ImageTask to work with Image Generation Models¶

Working with ImageTasks¶

The ImageTask is a custom implementation of a Task special to deal images. These tasks behave exactly as any other Task, but instead of relying on an LLM, they work with a ImageGenerationModel.

New in version 1.5.0

This task is new and is expected to work with Image Generation Models.

These tasks take as attribute an image_generation_model instead of llm as we would have with the standard Task, but everything else remains the same. Let's see an example with ImageGeneration:

from distilabel.steps.tasks import ImageGeneration
from distilabel.models.image_generation import InferenceEndpointsImageGeneration

task = ImageGeneration(
    name="image-generation",
    image_generation_model=InferenceEndpointsImageGeneration(model_id="black-forest-labs/FLUX.1-schnell"),
)
task.load()

next(task.process([{"prompt": "a white siamese cat"}]))
# [{'image": "iVBORw0KGgoAAAANSUhEUgA...", "model_name": "black-forest-labs/FLUX.1-schnell"}]

Visualize the image in a notebook

If you are testing the ImageGeneration task in a notebook, you can do the following to see the rendered image:

from distilabel.models.image_generation.utils import image_from_str

result = next(task.process([{"prompt": "a white siamese cat"}]))
image_from_str(result[0]["image"])  # Returns a `PIL.Image.Image` that renders directly

Running ImageGeneration in a Pipeline

This transformation between image as string and as PIL object can be done for the whole dataset if running a pipeline, by calling the method transform_columns_to_image on the final distiset and passing the name (or list of names) of the column image.
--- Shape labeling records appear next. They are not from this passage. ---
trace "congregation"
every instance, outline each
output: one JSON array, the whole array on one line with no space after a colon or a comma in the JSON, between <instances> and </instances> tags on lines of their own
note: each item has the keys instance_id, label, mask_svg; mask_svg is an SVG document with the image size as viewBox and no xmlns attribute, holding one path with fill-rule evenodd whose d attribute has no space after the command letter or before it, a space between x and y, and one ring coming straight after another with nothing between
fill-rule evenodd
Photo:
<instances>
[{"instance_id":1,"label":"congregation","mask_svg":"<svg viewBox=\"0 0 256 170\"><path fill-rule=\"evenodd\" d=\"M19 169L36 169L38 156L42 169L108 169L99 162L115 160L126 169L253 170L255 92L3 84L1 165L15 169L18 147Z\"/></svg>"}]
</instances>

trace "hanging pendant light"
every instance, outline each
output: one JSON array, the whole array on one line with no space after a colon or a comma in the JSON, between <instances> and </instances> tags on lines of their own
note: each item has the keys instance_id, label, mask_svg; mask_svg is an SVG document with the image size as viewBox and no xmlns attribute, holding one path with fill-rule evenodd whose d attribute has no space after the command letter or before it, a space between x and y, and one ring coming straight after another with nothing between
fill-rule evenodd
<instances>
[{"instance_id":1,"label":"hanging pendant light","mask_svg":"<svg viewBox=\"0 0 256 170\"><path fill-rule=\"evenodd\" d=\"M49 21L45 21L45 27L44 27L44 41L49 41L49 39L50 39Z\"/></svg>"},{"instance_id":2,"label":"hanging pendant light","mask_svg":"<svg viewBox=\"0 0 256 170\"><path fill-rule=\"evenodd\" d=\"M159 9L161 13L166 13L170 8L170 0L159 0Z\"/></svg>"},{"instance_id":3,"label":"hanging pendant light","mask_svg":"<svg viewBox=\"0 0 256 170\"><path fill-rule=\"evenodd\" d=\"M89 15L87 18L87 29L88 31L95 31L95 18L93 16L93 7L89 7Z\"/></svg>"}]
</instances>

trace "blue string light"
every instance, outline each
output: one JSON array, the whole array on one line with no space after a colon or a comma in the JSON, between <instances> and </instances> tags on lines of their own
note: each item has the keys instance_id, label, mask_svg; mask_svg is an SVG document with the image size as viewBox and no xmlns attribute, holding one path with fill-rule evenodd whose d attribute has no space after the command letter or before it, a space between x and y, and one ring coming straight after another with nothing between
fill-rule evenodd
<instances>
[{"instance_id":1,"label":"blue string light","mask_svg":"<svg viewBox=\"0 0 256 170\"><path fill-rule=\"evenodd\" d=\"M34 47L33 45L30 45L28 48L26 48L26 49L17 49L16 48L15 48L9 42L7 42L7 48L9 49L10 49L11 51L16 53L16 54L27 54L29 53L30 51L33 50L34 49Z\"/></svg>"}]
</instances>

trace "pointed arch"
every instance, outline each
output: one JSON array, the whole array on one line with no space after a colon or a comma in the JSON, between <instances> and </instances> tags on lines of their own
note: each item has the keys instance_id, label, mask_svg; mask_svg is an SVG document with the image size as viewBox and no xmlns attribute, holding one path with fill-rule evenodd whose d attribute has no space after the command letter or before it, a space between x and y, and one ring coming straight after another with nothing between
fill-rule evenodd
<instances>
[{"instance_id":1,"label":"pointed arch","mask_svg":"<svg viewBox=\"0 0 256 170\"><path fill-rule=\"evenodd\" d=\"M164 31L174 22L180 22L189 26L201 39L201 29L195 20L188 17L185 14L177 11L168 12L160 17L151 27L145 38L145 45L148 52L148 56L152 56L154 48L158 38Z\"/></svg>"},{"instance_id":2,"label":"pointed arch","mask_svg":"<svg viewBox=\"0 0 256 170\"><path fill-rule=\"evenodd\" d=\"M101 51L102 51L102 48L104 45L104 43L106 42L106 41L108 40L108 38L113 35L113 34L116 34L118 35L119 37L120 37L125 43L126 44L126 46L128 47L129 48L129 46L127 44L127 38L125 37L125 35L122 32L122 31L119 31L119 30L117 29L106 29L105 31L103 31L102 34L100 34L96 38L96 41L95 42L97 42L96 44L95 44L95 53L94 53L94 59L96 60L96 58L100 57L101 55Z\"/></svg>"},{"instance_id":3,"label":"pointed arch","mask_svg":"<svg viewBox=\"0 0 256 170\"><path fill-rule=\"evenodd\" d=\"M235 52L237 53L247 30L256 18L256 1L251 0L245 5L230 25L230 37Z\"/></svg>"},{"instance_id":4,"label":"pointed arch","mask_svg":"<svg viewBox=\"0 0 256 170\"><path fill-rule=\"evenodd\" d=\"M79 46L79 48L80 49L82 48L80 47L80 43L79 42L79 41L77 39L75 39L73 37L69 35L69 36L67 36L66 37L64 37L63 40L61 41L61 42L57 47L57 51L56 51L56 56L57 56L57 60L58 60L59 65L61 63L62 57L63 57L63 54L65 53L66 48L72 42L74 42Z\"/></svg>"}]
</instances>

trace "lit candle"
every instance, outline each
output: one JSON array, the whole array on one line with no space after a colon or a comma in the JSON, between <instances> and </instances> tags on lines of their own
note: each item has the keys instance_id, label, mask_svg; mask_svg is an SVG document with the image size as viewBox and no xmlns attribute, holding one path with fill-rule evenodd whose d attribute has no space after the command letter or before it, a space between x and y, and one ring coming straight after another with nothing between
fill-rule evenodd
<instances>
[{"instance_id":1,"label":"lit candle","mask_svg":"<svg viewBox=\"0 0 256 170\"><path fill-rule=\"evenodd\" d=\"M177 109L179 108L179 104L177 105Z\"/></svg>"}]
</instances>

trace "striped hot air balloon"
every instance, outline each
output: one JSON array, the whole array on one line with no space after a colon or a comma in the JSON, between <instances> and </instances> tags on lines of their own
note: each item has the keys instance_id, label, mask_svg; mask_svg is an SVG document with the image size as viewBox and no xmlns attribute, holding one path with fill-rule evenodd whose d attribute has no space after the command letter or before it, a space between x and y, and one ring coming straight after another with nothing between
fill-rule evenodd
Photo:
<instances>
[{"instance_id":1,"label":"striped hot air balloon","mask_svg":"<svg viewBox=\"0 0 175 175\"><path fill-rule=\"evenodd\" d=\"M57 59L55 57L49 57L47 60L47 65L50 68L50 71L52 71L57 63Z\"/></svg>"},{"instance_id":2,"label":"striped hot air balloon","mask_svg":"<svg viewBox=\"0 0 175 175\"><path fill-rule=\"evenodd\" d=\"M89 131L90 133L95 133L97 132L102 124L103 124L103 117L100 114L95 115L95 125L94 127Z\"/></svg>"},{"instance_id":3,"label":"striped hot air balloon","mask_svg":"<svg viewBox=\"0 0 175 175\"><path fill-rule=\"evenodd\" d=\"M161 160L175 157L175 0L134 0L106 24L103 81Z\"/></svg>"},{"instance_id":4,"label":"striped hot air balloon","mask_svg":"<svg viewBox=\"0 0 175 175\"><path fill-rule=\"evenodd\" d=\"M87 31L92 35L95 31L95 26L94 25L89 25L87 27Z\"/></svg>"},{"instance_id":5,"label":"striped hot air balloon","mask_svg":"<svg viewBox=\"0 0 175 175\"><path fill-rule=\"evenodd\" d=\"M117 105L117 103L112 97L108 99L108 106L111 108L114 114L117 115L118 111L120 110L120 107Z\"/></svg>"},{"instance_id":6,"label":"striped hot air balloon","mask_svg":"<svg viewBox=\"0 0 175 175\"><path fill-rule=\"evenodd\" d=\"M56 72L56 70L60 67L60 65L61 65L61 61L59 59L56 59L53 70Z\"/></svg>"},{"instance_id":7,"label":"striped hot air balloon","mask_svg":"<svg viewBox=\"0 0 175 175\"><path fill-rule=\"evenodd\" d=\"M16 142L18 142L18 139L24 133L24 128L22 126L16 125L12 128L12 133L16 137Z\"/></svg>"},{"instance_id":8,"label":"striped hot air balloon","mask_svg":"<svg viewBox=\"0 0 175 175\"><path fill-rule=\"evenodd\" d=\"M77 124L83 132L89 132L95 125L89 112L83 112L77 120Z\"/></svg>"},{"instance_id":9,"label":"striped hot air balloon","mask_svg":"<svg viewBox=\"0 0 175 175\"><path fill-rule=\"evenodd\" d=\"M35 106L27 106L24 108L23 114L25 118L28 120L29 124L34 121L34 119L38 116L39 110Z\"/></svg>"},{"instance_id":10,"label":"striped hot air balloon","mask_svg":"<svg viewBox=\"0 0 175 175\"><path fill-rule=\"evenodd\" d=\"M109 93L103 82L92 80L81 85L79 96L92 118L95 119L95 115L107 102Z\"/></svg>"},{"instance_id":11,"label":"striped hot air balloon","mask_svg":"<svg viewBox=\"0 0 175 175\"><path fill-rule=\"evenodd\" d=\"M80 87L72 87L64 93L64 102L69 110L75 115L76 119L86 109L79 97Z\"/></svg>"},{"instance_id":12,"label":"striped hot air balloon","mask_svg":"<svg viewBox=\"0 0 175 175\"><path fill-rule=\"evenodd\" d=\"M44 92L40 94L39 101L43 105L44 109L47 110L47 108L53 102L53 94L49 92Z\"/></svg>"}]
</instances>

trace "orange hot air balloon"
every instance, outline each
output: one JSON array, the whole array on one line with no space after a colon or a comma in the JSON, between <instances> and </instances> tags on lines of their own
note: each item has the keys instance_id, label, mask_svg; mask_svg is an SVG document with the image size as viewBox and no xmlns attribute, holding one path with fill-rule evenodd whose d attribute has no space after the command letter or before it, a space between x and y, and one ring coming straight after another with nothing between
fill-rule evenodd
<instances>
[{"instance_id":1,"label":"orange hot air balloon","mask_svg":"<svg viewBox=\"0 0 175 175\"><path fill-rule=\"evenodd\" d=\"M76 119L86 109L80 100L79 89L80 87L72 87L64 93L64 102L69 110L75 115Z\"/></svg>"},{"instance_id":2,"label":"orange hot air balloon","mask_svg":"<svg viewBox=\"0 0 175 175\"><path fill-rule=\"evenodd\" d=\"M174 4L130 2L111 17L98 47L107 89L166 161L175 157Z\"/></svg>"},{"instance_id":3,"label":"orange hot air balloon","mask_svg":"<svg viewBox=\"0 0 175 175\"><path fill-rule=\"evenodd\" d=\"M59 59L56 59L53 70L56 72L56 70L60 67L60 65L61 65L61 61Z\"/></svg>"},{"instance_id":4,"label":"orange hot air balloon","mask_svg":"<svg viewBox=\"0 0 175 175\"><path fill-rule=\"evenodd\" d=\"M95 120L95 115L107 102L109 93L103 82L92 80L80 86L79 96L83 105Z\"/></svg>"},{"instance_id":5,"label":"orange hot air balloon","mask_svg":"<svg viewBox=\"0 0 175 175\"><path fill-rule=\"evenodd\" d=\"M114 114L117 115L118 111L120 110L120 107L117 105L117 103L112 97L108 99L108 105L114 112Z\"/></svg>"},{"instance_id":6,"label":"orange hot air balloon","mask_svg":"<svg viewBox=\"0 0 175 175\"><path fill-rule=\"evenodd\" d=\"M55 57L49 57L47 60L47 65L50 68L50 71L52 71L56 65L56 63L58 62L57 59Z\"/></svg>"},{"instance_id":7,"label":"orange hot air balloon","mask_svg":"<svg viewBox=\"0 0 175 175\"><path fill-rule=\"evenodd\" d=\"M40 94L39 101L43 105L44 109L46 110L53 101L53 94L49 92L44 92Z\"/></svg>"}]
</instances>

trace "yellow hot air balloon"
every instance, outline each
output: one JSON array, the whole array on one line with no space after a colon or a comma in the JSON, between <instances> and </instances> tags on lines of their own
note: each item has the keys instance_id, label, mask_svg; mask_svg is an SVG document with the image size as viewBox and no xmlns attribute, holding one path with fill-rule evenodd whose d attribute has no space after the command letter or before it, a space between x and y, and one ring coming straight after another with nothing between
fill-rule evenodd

Defining custom ImageTasks¶

We can define a custom generator task by creating a new subclass of the ImageTask and defining the following:

process: is a method that generates the data based on the ImageGenerationModel and the prompt provided within the class instance, and returns a dictionary with the output data formatted as needed i.e. with the values for the columns in outputs.
inputs: is a property that returns a list of strings with the names of the required input fields or a dictionary in which the keys are the names of the columns and the values are boolean indicating whether the column is required or not.
outputs: is a property that returns a list of strings with the names of the output fields or a dictionary in which the keys are the names of the columns and the values are boolean indicating whether the column is required or not. This property should always include model_name as one of the outputs since that's automatically injected from the LLM.
format_input: is a method that receives a dictionary with the input data and returns a prompt to be passed to the model.
format_output: is a method that receives the output from the ImageGenerationModel and optionally also the input data (which may be useful to build the output in some scenarios), and returns a dictionary with the output data formatted as needed i.e. with the values for the columns in outputs.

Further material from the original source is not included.